I've not had an issue with priority in a long time. One of the few things the PO seems to be doing right here lately.


----------



## mandola (Apr 2, 2013)

i use stamps.com for the last few weeks  actually and have had a good experience. if you call and ask to be changed to below a pro. level so the charge is 9.99 a month after the trial period. you get shipping credit worth $10 for a few months so it cancels out. by then you will figure out if you like it or not


----------



## eshell (Apr 5, 2013)

Okay, I shipped my first two packages via Priority using the Click-n-Ship which surprisely was very easy to use.  The only issue I ran into was that I had to type out every address.  Is there an easier way to do this?  Is there a way to import them that I'm missing?

Thank you guys for all your help!

P.S. DeeAnna, you were right.  Flat rate pkgs are priority.  I don't know what I was thinking.


----------



## DeeAnna (Apr 5, 2013)

Unless you are using an e-store that has an "app" that dumps the shipping info into USPS or you're using PayPal or eBay to ship, I am pretty sure you will be stuck typing everything.
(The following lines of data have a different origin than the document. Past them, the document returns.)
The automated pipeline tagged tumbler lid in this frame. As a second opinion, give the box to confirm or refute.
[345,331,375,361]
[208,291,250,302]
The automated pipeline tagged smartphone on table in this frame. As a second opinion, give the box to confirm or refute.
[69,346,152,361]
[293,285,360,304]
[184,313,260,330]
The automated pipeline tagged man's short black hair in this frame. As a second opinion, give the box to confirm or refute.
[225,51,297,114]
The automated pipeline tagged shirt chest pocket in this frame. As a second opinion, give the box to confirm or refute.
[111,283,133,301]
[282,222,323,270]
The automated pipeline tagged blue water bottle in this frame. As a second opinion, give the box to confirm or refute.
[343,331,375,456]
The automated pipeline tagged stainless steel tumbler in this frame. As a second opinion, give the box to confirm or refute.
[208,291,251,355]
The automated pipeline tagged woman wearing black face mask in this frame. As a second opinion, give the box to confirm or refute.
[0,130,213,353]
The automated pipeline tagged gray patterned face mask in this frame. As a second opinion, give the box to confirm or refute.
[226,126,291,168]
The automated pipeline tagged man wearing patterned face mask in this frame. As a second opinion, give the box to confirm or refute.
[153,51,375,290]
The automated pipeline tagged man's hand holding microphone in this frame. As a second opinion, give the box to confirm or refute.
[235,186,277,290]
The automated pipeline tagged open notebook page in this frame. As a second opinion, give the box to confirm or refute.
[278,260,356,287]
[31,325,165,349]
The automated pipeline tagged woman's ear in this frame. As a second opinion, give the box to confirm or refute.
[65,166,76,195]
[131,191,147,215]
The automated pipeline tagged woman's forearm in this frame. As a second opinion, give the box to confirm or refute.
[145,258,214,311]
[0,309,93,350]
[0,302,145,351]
It's been a long time since my endicia.com trial, but I think that was true for endicia too.

My e-store is based on ECT Commerce software (no affiliation with the company, except for being a pleased customer). There is an add-on option for this software that makes Click n Ship so easy -- I just click on a button and my customer's shipping info magically appears in Click n Ship.


----------



## eshell (Apr 5, 2013)

Hmmmm. . . . I'm using WooCommerce and PayPal for card processing. . . . I tried using the PayPal, but it said there was no address to capture (even though it was listed right there).  I'll have to look into this some more.  If anyone has any suggestions, please don't hesitate to let me know. 

Thank you!


----------



## lsg (Apr 11, 2013)

I ordered several sheets of unattached rubber stamps from them.  Several of the stamps did not have enough detail on the stamp to make a good imprint.


----------



## outlawsoaps (May 23, 2013)

eshell said:


> Does anyone use stamps.com to help with the process of shipping?  Do you think it is worth the money?  Does anyone know a better option?
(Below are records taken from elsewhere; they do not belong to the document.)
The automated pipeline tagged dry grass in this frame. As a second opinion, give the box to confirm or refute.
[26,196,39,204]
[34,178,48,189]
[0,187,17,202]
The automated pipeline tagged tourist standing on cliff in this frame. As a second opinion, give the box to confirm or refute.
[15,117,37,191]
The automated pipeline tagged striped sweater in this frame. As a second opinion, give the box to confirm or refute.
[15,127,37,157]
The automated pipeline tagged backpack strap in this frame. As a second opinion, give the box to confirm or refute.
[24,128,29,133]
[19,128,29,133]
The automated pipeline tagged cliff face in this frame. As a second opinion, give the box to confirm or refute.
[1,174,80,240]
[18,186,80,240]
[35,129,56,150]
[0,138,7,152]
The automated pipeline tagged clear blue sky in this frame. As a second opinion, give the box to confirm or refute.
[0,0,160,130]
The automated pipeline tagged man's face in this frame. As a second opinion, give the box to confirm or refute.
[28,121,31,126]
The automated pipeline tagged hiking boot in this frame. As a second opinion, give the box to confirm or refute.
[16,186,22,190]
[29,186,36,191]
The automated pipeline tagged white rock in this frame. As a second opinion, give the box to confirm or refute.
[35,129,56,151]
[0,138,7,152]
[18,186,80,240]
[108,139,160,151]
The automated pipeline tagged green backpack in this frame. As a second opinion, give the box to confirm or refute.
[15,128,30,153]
I use stamps.com and found it a lifesaver. I ship about 40 or so orders per month and it's really great to be able to just print out everything at home and have the tracking info all stored in one place. I also email the customer from stamps.com pro when I send out their order.
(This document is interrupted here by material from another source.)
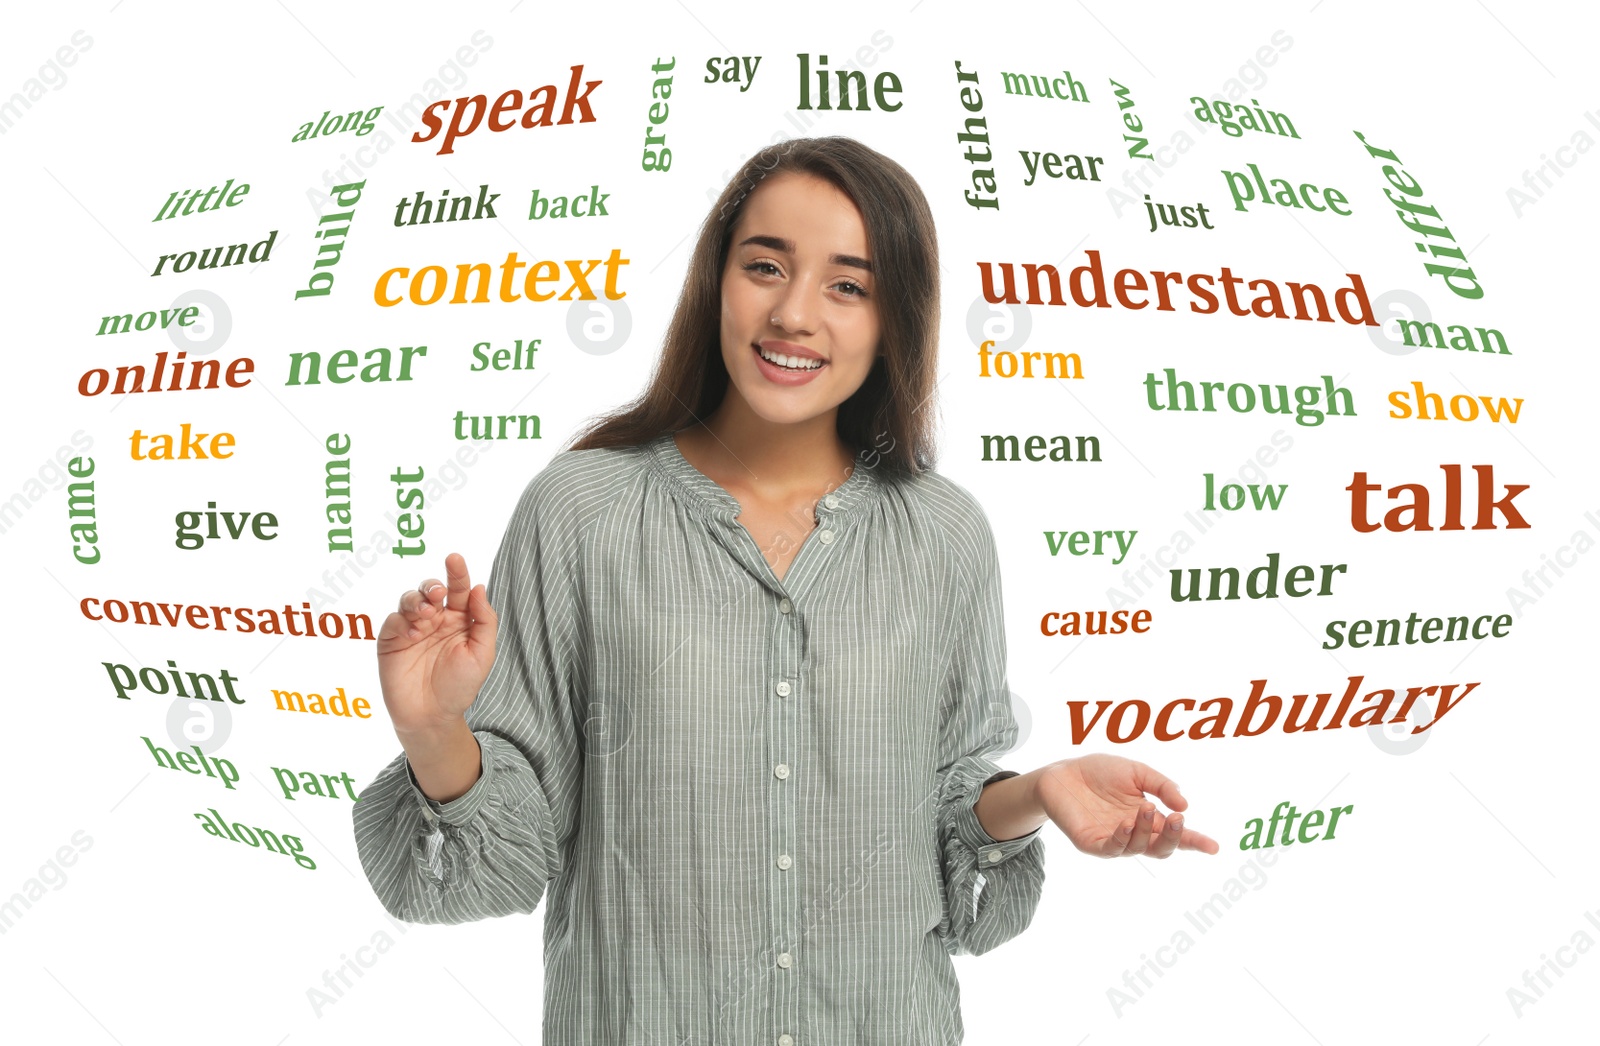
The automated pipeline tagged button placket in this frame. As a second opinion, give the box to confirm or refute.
[769,587,802,1038]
Where I live, the post office is really shady. It's nice to not have to spend any time at all there. And I can schedule pickups through stamps.com, so that's been nice.

I tried Endica (sp?) but found their software very hard to use.


----------



## outlawsoaps (May 23, 2013)

outlawsoaps said:


> I use stamps.com and found it a lifesaver. (snipped).



One side note that I was amazed and excited to find out... you can go on USPS.com and order free priority mail boxes. Free is a pretty dang good price.


----------



## Kleine Teufel (May 23, 2013)

I've never understood why anyone would use stamps.com. Why pay for the exact same services you get free of charge through USPS.com and paypal? Priority (including regional rate) can be done through USPS.com and first class can be done through paypal (with a discounted delivery confirmation, to boot!)


----------



## ShayShay (May 31, 2013)

Last year, I looked into stamps.com for work related shipping, not for shipping soap as I am not quite ready for that yet. When I started to enter stamps.com into the search box, one of the search suggestions was "stamps.com scam". Surprised, I clicked on it and found many search results for it stamps.com being a total scam and a waste of money and horrible customer service. I didn't continue looking into them as a shipping option. We decided to go with the good old fashioned USPS instead.


----------